Culturally competent care makes clients move forward toward enhanced quality of life. It is important because of the growing diversity of staff, clients and communities. Everybody, regardless of race, ethnicity, or religious background, has a cultural heritage that should be understood and respected (Bonder, 2002). As a health care practitioner, I can take the following realistic steps to improve my ability to deliver competent care: first, I will determine why diversity is an important issue. Assessment of the factors of cultural diversity, such as aging, increasingly varied workforce, will be necessary for the discovery of new and creative ways of teaching, learning and implementing culturally competent care (Bonder, 2002).

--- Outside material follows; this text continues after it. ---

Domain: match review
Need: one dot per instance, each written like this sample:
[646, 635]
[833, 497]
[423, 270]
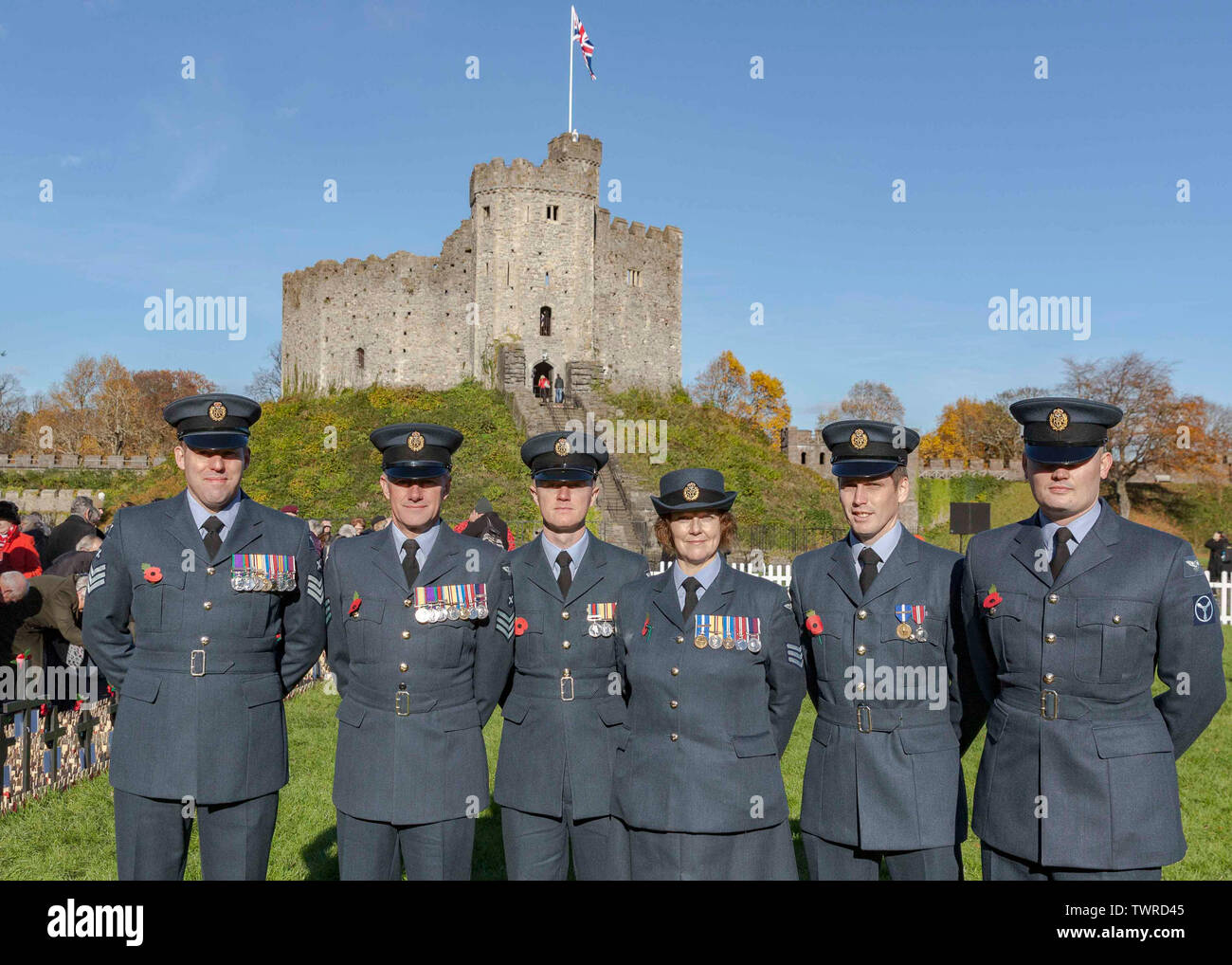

The second step will involve the measurement and documentation of cultural competence. There will be a need to apply empirical research on the identification of cultural competence. Reliable cultural competence tools, such as, Cultural Knowledge-Based Questions can be used. Once I have created a reliable and competent tool of cultural competence, the next step is to develop a cultural competence program and administer it to health caregivers. To get compliance, the need to promise complete anonymity is required by asking for job titles but not specific names. Staff will be asked: to describe their cultural competence and its value to their work; identify program format, and explain their short and long-term needs for the development of cultural competence.

Conclusion

In sum, a health caregiver must be able to bridge the cultural gaps among my fellow staff members and patients to be efficient. Therefore, skills that enhance the abilities of the caregivers to acknowledge different cultural values, beliefs and practices and incorporate such factors into intervention are likely to result in more successful intervention outcomes.

Reference List

Bonder, B., Martin., & Miracle, A. (2002). Culture in Clinical Care. New York: SLACK Incorporated.

Stevenson, D. (2007). Psychology of Christianity Integration. New York: Psychology and Christianity.